5. JUST GO WITH IT - Adam Sandler has lost it. I used to look forward to his movies, but what worked for him 10-15 years ago isn't working now. Between this, Grown Ups, and (what I've read about) Jack & Jill, he needs an intervention, and yet whenever he takes risks (Funny People, Reign Over Me), it's not as successful at the box-office. This comedy is about a man who pretends to be married to get one-night stands, but when he meets a woman he wants to continue seeing, his lies about his marriage expand and grow. There's so much effort put into the contrived premise that it kills whatever laughs might have been achieved.

4. RED RIDING HOOD - Well, the opening credits were cool. Other than that, director Catherine Hardwicke (the first Twilight) indulges her worst instincts in this ethereal medieval romance/murder-mystery where a werewolf is killing the townspeople at night. Our heroine Red (Amanda Seyfried) is torn between two village hunks, either of whom could be the killer lycanthrope, neither of whom have chemistry with her. Giant lanterns are hung on each red herring to the point it becomes obvious who the wolf is because the movie's tried to hard to make us think it's anybody else.

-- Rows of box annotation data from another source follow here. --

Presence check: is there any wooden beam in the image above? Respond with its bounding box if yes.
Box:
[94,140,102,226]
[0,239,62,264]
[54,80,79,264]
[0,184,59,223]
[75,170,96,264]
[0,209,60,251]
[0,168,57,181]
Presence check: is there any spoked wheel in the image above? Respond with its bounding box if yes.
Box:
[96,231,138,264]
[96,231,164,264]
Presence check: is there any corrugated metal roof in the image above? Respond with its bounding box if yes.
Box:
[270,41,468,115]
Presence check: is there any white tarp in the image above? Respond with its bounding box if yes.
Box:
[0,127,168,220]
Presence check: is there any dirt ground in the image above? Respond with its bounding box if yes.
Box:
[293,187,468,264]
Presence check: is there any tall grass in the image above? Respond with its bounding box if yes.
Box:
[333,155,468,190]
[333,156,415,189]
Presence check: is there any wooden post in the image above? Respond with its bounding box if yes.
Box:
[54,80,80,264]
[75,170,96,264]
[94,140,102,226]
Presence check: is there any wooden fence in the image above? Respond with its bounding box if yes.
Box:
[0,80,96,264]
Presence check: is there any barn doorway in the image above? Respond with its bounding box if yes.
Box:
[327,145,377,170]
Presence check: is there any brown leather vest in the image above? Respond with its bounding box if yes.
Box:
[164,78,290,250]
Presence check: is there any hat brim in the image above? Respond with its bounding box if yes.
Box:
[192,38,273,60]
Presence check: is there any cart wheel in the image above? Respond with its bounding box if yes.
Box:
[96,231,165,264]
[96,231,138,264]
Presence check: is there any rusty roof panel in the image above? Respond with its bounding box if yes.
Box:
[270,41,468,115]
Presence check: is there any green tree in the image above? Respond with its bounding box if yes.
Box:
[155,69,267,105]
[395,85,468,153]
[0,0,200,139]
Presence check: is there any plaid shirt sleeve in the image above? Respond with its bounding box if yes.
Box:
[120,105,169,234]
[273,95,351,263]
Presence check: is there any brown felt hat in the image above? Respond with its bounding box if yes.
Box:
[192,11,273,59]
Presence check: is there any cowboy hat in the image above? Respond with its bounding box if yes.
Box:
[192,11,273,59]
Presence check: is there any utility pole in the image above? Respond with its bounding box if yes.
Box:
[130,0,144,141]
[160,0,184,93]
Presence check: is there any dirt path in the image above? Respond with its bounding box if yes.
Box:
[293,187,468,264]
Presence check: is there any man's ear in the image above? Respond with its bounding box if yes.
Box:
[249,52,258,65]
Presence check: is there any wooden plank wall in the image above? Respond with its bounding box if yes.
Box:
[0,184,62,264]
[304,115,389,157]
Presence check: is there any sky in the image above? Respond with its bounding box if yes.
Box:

3. SUCKER PUNCH - Teen girls clad themselves scantily in fetishized costumes while fighting creatures in some dreamscape video-game of a movie pretending to be about female empowerment. Director Zack Snyder has had financial success adapting other people's work (Dawn of the Dead, 300, Watchmen) but in doing his own, he shows he really is all style and no substance.

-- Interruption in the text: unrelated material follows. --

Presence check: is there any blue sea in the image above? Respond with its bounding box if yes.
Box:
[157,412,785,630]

2. THE RITE - Deathly dull exorcism flick with Anthony Hopkins in paycheck mode as the older priest who winds up getting possessed himself. Colin O'Donoghue is the black hole where an engaging protagonist should be.

1. BREAKING DAWN PART I - I've been fine with the first three movies. I take them at face value. But this... this plunges new depths of cheese. The actors aren't improving. If anything it highlights their weaknesses. Taylor Lautner has never been worse. The first half-hour is about the wedding, the second half-hour is about Bella's pregnancy, and the final act is about vampires and Jacob patrolling to keep Bella safe while she delivers whatever a vampire-human hybrid baby is. Even die-hard Twihards will have to admit how bad this movie is.


UPDATE: I now believe HOBO WITH A SHOTGUN was the worst movie of 2011.  I say "believe" because it was so rancid, I couldn't watch the whole thing.  For what it's worth.